New year, new things, and events worth joining with your peers!
Refugee Hellenic music
As music is the one that lowkey introduces us to 2023 through galas, a concert in the Olympia Municipal Music Theater Maria Callas, given by the famous and passionate Greek vocalist, Glykeria, is the ideal start for this new season on January 31. Refugee songs from Smyrna, Istanbul, Bosphorus, Hagia Sophia, and Cappadocia connect the East with our ethnic music from the years of Greek-Armenian districts. Find out more by visiting the link provided.
Digital media & Love expressions
A new exhibition at the National Museum of Contemporary Art, entitled “Modern Love: Love in the Age of Cold Intimacies,” explores the impact of digital technology on human bonding and love expressions. The exhibition features the work of Greek artists and offers multicultural perspectives on the topic. Visitors will have the opportunity to reflect on their own relationships and consider their New Year’s resolutions.

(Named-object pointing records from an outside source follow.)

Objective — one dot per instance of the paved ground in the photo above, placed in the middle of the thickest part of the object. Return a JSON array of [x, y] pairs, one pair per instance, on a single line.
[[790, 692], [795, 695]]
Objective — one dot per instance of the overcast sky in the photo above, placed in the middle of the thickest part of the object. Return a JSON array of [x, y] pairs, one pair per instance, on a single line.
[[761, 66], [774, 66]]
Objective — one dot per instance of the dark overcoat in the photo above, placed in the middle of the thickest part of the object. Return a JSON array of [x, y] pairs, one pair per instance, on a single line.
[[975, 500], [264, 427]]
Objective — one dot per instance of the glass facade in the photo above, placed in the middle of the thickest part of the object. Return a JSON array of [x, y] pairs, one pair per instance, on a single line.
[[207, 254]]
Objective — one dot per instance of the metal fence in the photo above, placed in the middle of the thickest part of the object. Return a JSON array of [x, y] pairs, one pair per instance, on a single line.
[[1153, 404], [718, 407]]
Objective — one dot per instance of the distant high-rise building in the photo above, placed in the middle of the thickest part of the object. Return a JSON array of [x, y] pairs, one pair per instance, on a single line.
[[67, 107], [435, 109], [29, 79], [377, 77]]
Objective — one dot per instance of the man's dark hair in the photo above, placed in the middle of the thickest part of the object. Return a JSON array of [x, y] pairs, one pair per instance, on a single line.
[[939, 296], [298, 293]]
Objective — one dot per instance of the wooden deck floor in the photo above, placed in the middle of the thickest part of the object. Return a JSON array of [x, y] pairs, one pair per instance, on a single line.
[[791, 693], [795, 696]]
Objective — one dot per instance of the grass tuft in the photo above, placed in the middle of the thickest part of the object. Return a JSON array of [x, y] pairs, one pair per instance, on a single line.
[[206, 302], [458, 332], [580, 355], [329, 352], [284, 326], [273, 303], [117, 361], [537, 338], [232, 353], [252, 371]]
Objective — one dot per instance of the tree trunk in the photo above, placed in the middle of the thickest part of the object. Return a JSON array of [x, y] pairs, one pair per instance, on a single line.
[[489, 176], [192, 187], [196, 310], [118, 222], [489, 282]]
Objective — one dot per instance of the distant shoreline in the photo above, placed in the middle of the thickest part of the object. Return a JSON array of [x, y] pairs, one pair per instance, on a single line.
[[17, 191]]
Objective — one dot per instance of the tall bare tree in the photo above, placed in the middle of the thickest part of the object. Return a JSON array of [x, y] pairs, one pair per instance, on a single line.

Experience Greek Opera from a New Perspective
The National Opera of Greece presents Giuseppe Verdi’s comic opera “Falstaff,” based on Shakespeare’s “The Merry Wives of Windsor,” for six performances. This is your chance to visit the active cultural center of Athens, the Stavros Niarchos Foundation, and get a glimpse of its multidimensional works while enjoying a night of lyric theater and listening to Greek soloists and baritones.
See the Invisible
Visit the National Garden of Athens during morning hours to experience an AR exhibition that will blow your mind. “See the Invisible” is a meta-style exhibition that utilizes virtual highlights and augmented reality to explore the theme of bonding between humans and the environment. Using your phone, you can follow a map that directs you to contemporary artworks which you can make visible through the app. The exhibition addresses the boundaries and ties between art, technology, sustainability, and nature.

Swing your time away
Join Les Trois Femmes for a live performance of their “Swinging on the Train” program, a musical journey to the golden age of the interwar period. This revival of middle-age feeling will take place in an old train carriage, where you will be transported back to the 1920s and 30s through swing and jazz compositions. Discover the vintage meeting point at Treno Sto Rouf and get ready for a unique experience.

A historical fashion print
The Raiment of the Soul is a free exhibition, part of the anniversary program by the Historical and Ethnological Society of Greece. It is a collaboration between photographer Vangelis Kyris, embroidery artist Anatoli Georgiev and the National Historical Museum. The exhibition features 128 rare traditional costumes that belonged to key figures from the Greek Revolution and history, worn by people in the present, as captured in photos and printed on fabric with exquisite embroideries needled on them. Don’t miss this opportunity to see these unique pieces on display at the Acropolis museum.
Start the new year by immersing yourself in the energy of the city. Will you join us?